De plus, le groupe de recherche a voulu étaler l’étude sur une plus longue période. Ils ont alors récolté des données sur près de 27 ans et découvert que la vague de blanchissement de masse depuis 1998 a frappé les récifs autour d’Orphée de façon particulièrement violente. Les coraux ramifiés complexes ont été largement endommagés, induisant un changement radical dans les communautés de poissons.

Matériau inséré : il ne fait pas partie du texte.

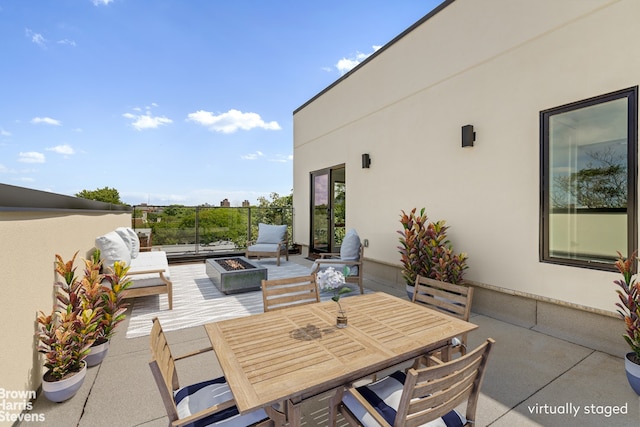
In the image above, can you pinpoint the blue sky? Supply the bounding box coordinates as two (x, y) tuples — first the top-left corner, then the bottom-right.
(0, 0), (441, 206)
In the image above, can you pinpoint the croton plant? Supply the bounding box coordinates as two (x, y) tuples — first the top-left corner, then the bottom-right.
(613, 251), (640, 365)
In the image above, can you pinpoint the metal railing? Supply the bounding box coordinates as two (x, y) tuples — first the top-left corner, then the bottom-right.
(132, 205), (293, 257)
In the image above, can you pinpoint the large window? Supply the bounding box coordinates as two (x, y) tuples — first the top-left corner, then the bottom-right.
(540, 87), (638, 269)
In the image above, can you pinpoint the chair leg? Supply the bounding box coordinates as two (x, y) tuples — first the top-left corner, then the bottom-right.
(329, 387), (344, 427)
(264, 406), (287, 427)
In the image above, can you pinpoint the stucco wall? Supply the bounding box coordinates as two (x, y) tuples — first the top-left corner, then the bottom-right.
(294, 0), (640, 311)
(0, 212), (131, 408)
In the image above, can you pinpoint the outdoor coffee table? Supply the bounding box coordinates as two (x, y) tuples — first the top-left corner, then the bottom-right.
(206, 256), (267, 294)
(205, 292), (477, 427)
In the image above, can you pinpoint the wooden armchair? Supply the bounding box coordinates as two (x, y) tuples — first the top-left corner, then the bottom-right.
(149, 318), (285, 426)
(311, 229), (364, 294)
(262, 275), (320, 313)
(329, 338), (495, 427)
(412, 275), (473, 355)
(245, 223), (289, 266)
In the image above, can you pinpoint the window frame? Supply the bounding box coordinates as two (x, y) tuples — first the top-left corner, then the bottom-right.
(540, 86), (638, 271)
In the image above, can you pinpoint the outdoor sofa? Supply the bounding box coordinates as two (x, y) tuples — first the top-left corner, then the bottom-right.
(95, 227), (173, 310)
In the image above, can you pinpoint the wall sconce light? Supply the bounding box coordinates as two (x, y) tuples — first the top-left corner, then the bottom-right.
(462, 125), (476, 147)
(362, 153), (371, 169)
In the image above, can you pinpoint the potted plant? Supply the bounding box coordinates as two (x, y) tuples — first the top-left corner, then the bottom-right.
(37, 252), (98, 402)
(80, 250), (131, 367)
(614, 251), (640, 395)
(398, 208), (468, 298)
(316, 265), (351, 328)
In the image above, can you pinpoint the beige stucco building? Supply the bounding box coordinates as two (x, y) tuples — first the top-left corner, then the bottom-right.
(294, 0), (640, 351)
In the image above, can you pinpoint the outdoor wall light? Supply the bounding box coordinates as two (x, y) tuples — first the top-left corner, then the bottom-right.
(362, 153), (371, 169)
(462, 125), (476, 147)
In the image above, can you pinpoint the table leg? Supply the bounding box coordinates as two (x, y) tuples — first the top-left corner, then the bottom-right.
(287, 399), (302, 427)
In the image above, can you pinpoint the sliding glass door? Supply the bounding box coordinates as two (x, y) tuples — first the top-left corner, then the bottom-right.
(309, 165), (346, 253)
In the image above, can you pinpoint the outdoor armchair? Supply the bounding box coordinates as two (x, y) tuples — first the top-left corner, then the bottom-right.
(412, 275), (473, 355)
(149, 317), (285, 427)
(245, 223), (289, 266)
(329, 338), (495, 427)
(311, 228), (364, 294)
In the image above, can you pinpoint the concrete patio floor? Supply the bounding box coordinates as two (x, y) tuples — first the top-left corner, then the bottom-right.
(17, 257), (640, 427)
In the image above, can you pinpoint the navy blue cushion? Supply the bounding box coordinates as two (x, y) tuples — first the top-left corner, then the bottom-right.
(174, 377), (267, 427)
(342, 371), (467, 427)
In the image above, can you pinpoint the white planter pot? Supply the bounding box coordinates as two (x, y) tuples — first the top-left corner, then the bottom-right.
(42, 363), (87, 402)
(404, 284), (415, 300)
(84, 341), (109, 367)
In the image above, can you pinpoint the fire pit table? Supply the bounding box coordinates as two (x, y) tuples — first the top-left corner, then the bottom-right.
(206, 256), (267, 295)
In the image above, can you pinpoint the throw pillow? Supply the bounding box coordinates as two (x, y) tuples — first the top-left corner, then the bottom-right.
(256, 223), (287, 244)
(116, 227), (140, 258)
(96, 231), (131, 268)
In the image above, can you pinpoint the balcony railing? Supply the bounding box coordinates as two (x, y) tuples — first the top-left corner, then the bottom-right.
(132, 205), (293, 258)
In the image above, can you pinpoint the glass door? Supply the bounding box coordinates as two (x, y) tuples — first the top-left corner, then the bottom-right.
(309, 165), (346, 253)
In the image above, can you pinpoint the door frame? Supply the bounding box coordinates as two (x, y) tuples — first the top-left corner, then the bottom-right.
(309, 163), (346, 254)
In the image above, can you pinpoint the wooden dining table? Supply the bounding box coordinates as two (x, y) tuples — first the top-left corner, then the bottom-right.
(205, 292), (477, 426)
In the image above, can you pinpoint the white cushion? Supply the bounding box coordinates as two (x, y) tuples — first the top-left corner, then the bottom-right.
(174, 377), (267, 427)
(342, 371), (467, 427)
(311, 258), (358, 277)
(129, 251), (171, 289)
(116, 227), (140, 258)
(95, 231), (131, 271)
(247, 243), (280, 253)
(340, 228), (360, 261)
(256, 223), (287, 243)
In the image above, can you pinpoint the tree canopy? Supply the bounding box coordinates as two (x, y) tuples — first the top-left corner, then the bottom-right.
(76, 187), (125, 205)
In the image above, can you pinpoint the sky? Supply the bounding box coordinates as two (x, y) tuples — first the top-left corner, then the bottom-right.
(0, 0), (442, 206)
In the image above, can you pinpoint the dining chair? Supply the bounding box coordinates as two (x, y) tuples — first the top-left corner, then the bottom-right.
(311, 228), (364, 294)
(329, 338), (495, 427)
(149, 317), (285, 427)
(262, 274), (320, 313)
(412, 275), (473, 355)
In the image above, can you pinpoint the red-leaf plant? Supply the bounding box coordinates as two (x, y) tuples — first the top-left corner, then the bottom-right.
(37, 252), (99, 381)
(398, 208), (468, 286)
(613, 251), (640, 365)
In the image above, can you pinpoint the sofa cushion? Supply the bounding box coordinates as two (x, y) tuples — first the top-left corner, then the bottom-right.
(247, 243), (280, 253)
(129, 251), (171, 289)
(116, 227), (140, 258)
(256, 223), (287, 243)
(95, 231), (131, 271)
(340, 228), (360, 261)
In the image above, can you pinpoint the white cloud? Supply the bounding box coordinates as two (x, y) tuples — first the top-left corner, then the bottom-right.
(336, 45), (382, 74)
(25, 28), (47, 48)
(187, 109), (282, 133)
(18, 151), (45, 163)
(122, 112), (173, 130)
(122, 102), (173, 130)
(56, 39), (76, 47)
(241, 151), (264, 160)
(14, 176), (36, 182)
(47, 144), (76, 156)
(31, 117), (62, 126)
(269, 154), (293, 163)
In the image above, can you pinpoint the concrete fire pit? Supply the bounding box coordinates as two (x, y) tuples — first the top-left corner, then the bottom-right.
(206, 257), (267, 295)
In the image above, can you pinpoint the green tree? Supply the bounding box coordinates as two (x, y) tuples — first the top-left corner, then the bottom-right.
(553, 149), (628, 209)
(76, 187), (125, 205)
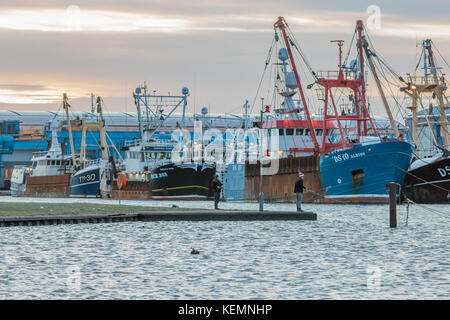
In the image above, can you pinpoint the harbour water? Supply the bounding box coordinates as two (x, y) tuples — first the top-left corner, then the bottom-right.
(0, 197), (450, 299)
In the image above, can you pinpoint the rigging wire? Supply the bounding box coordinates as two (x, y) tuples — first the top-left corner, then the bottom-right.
(250, 37), (276, 114)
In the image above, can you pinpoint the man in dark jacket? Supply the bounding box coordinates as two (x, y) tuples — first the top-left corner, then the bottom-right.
(294, 171), (306, 212)
(212, 174), (222, 210)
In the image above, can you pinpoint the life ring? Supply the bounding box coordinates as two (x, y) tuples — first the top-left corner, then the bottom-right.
(117, 172), (127, 189)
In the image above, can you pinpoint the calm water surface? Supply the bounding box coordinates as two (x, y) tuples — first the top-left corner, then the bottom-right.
(0, 197), (450, 299)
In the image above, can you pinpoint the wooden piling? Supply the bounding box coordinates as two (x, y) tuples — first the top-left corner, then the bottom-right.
(386, 182), (399, 228)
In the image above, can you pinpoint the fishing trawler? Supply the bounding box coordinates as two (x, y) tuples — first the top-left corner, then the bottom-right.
(116, 85), (216, 200)
(400, 39), (450, 203)
(69, 97), (120, 198)
(317, 20), (414, 203)
(10, 122), (73, 197)
(266, 17), (413, 203)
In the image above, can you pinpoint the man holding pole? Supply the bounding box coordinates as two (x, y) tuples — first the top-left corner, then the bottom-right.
(294, 171), (306, 212)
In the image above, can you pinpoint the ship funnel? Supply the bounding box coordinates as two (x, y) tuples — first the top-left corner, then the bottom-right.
(278, 48), (289, 61)
(286, 72), (297, 89)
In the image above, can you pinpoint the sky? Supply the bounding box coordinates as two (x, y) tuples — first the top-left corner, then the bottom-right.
(0, 0), (450, 120)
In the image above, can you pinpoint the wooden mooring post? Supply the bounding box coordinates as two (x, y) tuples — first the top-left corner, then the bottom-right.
(386, 182), (400, 228)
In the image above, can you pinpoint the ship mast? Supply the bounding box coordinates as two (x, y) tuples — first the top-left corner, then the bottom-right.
(400, 39), (450, 149)
(362, 30), (400, 138)
(317, 20), (378, 153)
(274, 17), (325, 153)
(80, 97), (108, 163)
(63, 93), (77, 166)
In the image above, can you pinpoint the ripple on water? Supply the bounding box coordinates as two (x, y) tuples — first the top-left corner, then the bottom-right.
(0, 200), (450, 299)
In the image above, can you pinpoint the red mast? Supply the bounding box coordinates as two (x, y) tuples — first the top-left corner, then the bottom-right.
(317, 20), (378, 153)
(274, 17), (325, 153)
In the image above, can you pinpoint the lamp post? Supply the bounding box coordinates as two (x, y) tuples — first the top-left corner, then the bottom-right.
(259, 98), (264, 211)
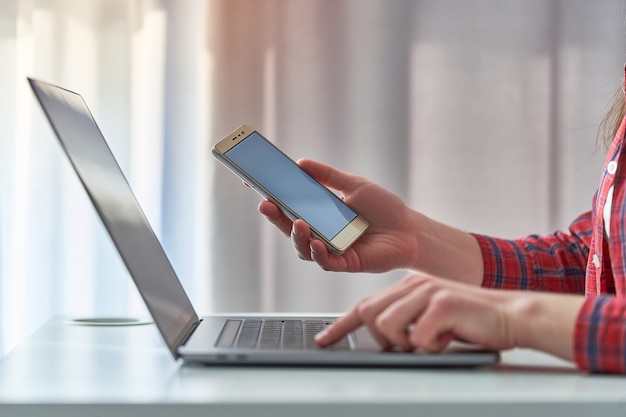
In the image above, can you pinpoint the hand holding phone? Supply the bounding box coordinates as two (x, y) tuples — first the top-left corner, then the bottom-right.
(212, 125), (368, 254)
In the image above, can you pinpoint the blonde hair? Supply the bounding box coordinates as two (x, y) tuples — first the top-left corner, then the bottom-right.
(597, 87), (626, 150)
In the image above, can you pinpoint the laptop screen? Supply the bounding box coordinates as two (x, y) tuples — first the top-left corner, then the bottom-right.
(29, 78), (198, 357)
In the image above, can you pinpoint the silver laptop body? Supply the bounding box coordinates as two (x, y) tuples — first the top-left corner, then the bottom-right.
(28, 78), (499, 367)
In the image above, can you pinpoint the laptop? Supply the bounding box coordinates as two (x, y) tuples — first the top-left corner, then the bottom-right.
(28, 78), (499, 367)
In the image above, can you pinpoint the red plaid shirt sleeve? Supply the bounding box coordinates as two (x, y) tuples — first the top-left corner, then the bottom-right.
(473, 212), (592, 294)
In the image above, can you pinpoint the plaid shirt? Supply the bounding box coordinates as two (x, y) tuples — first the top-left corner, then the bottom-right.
(474, 109), (626, 373)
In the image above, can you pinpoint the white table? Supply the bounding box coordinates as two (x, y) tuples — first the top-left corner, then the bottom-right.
(0, 318), (626, 417)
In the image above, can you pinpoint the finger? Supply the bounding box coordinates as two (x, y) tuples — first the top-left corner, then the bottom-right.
(409, 291), (460, 352)
(298, 158), (361, 193)
(258, 200), (292, 237)
(315, 308), (364, 346)
(376, 282), (436, 351)
(318, 280), (424, 349)
(291, 219), (311, 261)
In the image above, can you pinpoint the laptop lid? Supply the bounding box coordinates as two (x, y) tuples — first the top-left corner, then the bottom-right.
(28, 78), (499, 366)
(28, 78), (199, 358)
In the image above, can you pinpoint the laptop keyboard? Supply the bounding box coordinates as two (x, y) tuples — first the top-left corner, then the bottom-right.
(218, 319), (350, 350)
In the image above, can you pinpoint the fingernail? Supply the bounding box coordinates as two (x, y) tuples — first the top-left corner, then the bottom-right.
(313, 330), (326, 342)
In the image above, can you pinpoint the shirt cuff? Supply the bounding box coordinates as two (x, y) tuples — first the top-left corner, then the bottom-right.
(573, 295), (626, 373)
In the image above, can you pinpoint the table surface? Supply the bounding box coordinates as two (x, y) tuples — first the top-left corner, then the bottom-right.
(0, 318), (626, 417)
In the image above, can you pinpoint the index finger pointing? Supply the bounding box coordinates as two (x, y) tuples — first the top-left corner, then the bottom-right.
(315, 309), (364, 346)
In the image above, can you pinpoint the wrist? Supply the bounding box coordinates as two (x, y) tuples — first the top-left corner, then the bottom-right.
(505, 291), (584, 360)
(413, 212), (483, 286)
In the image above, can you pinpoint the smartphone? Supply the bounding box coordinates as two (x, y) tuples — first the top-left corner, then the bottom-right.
(213, 125), (368, 254)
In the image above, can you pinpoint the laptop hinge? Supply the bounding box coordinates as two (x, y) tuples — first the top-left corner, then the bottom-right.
(180, 319), (202, 346)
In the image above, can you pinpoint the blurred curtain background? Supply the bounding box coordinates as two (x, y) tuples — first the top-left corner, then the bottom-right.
(0, 0), (625, 355)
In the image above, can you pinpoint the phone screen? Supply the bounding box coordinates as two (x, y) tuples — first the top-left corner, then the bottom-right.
(224, 132), (357, 240)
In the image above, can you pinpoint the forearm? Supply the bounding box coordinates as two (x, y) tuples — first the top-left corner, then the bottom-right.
(410, 212), (483, 286)
(507, 292), (585, 361)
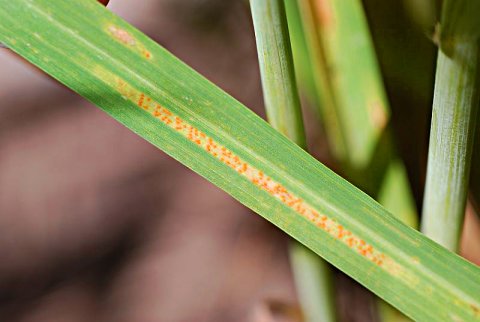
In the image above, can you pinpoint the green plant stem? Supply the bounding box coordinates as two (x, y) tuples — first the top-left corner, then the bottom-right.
(422, 39), (479, 251)
(0, 0), (480, 321)
(250, 0), (336, 322)
(298, 0), (418, 322)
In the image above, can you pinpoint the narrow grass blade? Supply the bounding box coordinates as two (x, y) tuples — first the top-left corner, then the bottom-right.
(422, 0), (480, 251)
(292, 0), (418, 321)
(0, 0), (480, 321)
(250, 0), (336, 322)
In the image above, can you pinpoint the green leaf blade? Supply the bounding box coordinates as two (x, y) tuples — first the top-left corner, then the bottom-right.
(0, 0), (480, 321)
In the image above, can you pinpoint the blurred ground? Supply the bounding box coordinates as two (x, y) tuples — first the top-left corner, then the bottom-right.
(0, 0), (376, 322)
(0, 0), (478, 322)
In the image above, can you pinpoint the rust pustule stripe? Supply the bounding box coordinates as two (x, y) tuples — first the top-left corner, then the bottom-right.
(107, 25), (152, 59)
(116, 78), (401, 275)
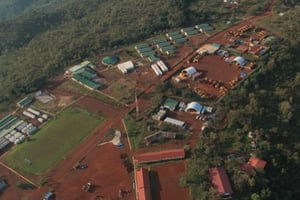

Les résultats ont aussi montré que les poissons aux couleurs les plus vives telles que le jaune et le vert, ont diminué de près de 3/4 au cours des trois dernières décennies. Cela concerne par exemple la « demoiselle citronnée » (Pomacentrus moluccensis) et le gobie à larges barreaux (Gobiodon histrio). « Nous avons découvert que la structure du fond marin semble jouer un rôle très important dans la formation de la coloration des poissons, plus que sa composition », souligne Hemingson.
« Les communautés de poissons sur les futurs récifs pourraient très bien être une version plus terne de leurs configurations précédentes, même si la couverture corallienne reste élevée », conclut Hemingson.